One of the basic ideas behind my psychotherapy treatment method (unified therapy) for repetitive self destructive or self-defeating behavior patterns is that the behavior of primary attachment figures—in most cases, the parents—are, from a cognitive-behavioral standpoint, simply the most important environmental factors in triggering and reinforcing the problematic patterns. And not only when we are children, but throughout life. Certainly more powerful than a therapist can ever be.

I argue that babies come into the world completely helpless and with absolutely no knowledge about how the universe operates. We remain helpless far longer than the young of most species. Therefore, evolution likely proceeded in a way that resulted in our being biologically programmed to wire our automatic and repetitive  behavioral responses in most environmental contests—in particular social contexts—in accordance with what we learn from our interactions with those attachment figures. 

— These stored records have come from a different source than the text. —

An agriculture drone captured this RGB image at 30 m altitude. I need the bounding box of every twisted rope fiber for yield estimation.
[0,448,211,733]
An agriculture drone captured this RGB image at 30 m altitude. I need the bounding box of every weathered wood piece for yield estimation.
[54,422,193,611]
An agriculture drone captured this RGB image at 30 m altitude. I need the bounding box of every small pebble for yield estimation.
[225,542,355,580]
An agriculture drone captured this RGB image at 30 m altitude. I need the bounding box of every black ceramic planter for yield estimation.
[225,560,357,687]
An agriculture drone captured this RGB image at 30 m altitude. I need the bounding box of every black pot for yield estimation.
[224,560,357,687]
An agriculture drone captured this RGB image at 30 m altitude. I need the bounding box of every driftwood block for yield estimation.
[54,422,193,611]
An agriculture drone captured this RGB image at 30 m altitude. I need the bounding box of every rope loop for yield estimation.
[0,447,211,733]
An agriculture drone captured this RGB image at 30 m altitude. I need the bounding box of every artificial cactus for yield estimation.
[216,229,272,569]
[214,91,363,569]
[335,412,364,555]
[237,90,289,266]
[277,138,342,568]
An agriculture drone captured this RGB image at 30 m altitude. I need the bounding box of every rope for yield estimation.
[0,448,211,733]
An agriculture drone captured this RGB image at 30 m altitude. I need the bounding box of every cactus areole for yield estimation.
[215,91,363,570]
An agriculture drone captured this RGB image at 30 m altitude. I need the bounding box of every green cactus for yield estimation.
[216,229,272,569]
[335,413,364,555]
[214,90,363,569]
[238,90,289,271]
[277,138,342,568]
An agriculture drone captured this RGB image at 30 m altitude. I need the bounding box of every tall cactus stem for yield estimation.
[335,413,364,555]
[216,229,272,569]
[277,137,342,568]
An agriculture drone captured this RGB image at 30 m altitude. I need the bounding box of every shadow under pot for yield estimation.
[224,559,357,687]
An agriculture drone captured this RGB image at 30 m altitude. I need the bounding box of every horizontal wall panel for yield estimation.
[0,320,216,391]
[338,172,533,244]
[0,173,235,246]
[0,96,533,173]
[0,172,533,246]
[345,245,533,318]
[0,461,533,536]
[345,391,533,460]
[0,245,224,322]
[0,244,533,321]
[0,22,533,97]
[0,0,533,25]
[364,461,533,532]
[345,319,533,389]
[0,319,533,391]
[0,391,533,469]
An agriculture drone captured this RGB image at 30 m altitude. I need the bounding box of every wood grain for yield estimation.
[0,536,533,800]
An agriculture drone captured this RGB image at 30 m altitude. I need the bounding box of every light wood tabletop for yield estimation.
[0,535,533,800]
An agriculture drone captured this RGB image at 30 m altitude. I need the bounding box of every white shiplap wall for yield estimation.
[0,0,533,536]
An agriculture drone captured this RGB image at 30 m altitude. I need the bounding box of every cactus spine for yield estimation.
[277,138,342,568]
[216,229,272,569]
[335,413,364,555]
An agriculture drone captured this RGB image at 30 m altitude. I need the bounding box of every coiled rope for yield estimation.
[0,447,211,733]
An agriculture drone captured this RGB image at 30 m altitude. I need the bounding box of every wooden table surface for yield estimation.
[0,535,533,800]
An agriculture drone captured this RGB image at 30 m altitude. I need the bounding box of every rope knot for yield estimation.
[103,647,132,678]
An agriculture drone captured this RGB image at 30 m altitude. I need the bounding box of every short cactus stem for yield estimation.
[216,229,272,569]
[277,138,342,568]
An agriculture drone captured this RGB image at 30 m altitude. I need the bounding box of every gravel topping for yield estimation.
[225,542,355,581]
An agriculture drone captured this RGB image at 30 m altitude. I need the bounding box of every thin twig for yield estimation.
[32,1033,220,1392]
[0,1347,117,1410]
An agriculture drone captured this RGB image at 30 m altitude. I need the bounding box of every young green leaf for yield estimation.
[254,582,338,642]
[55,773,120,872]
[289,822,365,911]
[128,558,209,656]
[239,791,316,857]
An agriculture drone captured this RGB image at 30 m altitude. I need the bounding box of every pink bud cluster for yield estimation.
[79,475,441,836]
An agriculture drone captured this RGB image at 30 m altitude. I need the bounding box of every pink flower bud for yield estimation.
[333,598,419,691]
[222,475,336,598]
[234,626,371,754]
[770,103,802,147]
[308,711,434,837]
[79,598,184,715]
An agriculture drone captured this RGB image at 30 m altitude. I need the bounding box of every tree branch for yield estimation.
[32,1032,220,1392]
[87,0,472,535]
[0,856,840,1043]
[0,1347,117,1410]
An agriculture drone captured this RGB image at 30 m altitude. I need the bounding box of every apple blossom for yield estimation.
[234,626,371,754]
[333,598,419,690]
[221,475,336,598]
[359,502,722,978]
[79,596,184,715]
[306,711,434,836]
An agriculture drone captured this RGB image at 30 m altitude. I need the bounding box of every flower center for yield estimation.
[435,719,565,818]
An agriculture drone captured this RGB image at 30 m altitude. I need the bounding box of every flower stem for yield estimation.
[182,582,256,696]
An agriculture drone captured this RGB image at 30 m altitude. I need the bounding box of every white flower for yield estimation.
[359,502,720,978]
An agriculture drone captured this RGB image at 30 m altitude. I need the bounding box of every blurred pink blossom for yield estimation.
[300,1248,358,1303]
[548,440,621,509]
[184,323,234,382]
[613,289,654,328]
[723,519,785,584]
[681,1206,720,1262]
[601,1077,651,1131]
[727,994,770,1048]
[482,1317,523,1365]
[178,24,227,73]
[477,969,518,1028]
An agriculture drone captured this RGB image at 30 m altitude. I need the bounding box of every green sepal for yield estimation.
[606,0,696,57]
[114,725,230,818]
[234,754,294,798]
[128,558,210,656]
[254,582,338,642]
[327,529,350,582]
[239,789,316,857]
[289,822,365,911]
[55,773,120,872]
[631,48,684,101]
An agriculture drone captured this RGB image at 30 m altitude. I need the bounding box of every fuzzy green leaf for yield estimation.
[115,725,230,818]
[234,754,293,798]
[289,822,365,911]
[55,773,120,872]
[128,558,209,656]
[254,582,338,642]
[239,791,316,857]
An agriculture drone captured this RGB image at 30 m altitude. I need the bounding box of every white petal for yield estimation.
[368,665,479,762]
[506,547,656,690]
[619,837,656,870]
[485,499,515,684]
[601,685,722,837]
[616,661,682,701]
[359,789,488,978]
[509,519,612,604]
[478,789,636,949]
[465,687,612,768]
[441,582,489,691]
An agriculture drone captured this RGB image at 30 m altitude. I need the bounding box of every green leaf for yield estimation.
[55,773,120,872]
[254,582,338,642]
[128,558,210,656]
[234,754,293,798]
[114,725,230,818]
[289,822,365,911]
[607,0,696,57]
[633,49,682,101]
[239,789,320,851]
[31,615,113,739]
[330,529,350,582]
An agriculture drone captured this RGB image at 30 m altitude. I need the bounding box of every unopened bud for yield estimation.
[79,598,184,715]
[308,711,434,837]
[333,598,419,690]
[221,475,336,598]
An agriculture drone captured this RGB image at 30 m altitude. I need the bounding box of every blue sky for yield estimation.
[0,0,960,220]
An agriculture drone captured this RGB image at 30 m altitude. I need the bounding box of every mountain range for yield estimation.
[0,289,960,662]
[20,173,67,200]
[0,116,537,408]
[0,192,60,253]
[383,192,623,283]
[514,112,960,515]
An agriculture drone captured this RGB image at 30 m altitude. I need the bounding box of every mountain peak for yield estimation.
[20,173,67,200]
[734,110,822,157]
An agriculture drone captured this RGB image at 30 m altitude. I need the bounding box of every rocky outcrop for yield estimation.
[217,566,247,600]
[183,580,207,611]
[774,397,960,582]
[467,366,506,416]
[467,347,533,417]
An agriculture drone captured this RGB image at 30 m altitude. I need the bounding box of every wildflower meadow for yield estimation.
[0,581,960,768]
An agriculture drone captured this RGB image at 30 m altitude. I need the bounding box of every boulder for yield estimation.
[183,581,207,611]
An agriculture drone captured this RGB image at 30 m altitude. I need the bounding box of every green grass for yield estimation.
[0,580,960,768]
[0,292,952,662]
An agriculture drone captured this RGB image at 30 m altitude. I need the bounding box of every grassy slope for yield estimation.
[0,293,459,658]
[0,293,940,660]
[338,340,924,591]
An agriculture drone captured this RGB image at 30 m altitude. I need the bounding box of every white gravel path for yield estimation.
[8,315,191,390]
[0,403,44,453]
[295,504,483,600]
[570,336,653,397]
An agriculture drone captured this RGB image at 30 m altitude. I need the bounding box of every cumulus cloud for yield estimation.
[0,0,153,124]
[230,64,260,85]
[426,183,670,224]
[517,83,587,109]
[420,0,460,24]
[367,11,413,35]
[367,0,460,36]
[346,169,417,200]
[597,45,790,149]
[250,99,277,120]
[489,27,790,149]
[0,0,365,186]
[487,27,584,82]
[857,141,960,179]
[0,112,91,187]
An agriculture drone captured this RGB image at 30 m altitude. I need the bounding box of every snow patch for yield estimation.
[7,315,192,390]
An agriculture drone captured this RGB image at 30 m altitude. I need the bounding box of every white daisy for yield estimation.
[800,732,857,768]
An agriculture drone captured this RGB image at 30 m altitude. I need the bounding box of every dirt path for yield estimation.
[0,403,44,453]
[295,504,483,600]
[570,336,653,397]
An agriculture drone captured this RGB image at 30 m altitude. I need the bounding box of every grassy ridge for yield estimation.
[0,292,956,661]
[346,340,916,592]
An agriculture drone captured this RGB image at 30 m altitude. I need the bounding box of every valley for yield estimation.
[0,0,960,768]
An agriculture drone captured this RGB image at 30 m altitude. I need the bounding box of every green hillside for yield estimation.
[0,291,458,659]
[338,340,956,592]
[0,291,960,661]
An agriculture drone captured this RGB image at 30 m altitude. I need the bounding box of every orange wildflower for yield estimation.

There is much evidence from neuroscience that the brain wiring that develops in this context and remains in the brain is particularly resistant to change through the normal process of neural plasticity. While it is true that later in childhood and adolescence the number of these connections is greatly reduced through a process called pruning, I suspect the ones that are lost are those that are not continually reinforced by the attachment figures.

I looked up the source for Dr. Gold’s assertion and found an article published by Harvard's Center on the Developing Child. It said that those neural connections "...are formed through the interaction of genes and a baby’s environment and experiences, especially 'serve and return' interaction with adults," which developmental researchers refer to as contingent reciprocity. These are the connections that build brain architecture—the foundation upon which all later learning, behavior, and health depend.

Serve and return was further explained: "When an infant or young child babbles, gestures, or cries, and an adult responds appropriately with eye contact, words, or a hug, neural connections are built and strengthened in the child’s brain that support the development of communication and social skills. Much like a lively game of tennis, volleyball, or ping-pong, this back-and-forth is both fun and capacity-building. When caregivers are sensitive and responsive to a young child’s signals and needs, they provide an environment rich in serve and return experiences."